There were three moderate extravasation injuries in patients injected at rates lower than 2 mL/sec, three moderate or severe injuries in patients injected at rates of 2–3 mL/sec, and four moderate injuries in patients injected at rates exceeding 3 mL/sec. Seven of the 10 patients with moderate or severe injuries were injected through 20-gauge intravenous catheters, and one was injected through a 22-gauge intravenous catheter. Catheter size was not recorded in the remaining two patients (including the patient with the severe injury). The distribution in injection rates and catheter sizes for patients with moderate or severe extravasation injuries was similar to that in the entire group of 442 adults with extravasations.

Of the 10 patients with moderate or severe injuries, six (60%) were injected with iohexol 300; three (30%), with iopromide 300; and one (10%), with iodixanol. This distribution reflects the fact that iohexol was administered to many more patients than were the other agents during the study period.

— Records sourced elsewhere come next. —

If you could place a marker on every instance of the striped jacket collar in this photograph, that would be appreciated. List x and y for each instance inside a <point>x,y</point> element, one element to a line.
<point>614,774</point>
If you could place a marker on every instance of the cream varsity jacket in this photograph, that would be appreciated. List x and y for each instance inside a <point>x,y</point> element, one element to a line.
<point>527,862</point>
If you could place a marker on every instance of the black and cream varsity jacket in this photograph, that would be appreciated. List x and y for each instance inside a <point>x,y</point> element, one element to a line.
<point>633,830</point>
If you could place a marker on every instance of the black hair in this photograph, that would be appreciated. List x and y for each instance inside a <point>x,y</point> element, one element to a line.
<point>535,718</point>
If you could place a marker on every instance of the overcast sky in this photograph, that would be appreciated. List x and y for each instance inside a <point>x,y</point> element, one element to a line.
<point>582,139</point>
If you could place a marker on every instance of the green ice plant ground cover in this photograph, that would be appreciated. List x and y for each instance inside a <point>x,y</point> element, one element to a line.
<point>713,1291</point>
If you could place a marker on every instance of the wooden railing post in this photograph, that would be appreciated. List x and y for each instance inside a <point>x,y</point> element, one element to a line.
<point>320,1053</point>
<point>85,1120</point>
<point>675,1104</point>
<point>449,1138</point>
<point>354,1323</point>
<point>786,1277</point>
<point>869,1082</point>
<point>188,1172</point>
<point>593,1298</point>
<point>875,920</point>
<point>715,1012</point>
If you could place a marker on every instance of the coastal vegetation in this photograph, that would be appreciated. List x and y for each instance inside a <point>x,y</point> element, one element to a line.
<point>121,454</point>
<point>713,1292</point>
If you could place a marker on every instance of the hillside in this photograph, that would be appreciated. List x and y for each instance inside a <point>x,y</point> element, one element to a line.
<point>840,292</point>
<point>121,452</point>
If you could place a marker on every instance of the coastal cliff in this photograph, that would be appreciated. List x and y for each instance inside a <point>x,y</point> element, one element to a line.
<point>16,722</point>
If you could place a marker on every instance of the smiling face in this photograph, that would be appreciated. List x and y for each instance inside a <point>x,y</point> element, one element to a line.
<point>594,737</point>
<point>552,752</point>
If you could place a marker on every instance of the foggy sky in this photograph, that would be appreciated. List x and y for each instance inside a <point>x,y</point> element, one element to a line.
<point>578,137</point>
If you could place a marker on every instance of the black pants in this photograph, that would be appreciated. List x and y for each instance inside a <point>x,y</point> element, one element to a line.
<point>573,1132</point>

The patients with moderate or severe extravasation injuries had a large number of medical conditions, but only a few of these conditions might have placed these patients at increased risk of an adverse effect after extravasation. Two of the 10 patients had connective tissue diseases (one had rheumatoid arthritis, and the other had systemic lupus erythematosus), one had type II diabetes mellitus, and one had had a single episode of lower-extremity deep vein thrombosis 1 year earlier. Other existing medical conditions in these patients included a history of cancer (n = 3), pancreatitis (n = 2), chronic lymphocytic leukemia, coronary artery disease, dehydration, dementia, emphysema, hypertension, hyperthyroidism, hypothyroidism, idiopathic thrombocytopenic purpura, inflammatory bowel disease, peptic ulcer disease, pneumonia, postoperative state, pseudomembranous colitis, and/or urinary tract infection (each n = 1).

Extravasations in Children
Injection site, injection rate, catheter gauge, and extravasated volume.—A variety of extravasation sites were observed in children: the antecubital fossa (n = 4), arm (n = 4), hand (n = 3), and six other sites (shoulder, forearm, wrist, groin, ankle, and foot; each n = 1). One of these extravasations occurred from an indwelling catheter placed in the left upper arm, the tip of which was located near the shoulder. The remaining extravasations occurred from catheters placed specifically for the injection of contrast material. Eleven of the pediatric injections were performed at slow rates by hand. Automated injectors were used in five other patients, with a rate of 1.5 mL/sec used in three of these patients; 2 mL/sec, in one; and 2.5 mL/sec, in one. The injection method and rate were not recorded for the last patient. Catheters used for contrast material injection were 24 gauge (n = 4), 22 gauge (n = 6), 20 gauge (n = 2), and 16 gauge (n = 1). For four children, the catheter gauge was not recorded.

EEVs ranged from 4 to 125 mL. Volumes of 0–9 mL were seen in three children; volumes of 10–49 mL, in 10; volumes of 50–99 mL, in one; and volumes of 100–150 mL, in three. The five largest extravasation volumes (125, 100, 100, 80, and 40 mL) were in children older than 12 years. The largest extravasation volume in a young child was 24 mL into the antecubital fossa of a 1-year-old patient, which resolved without adverse effects.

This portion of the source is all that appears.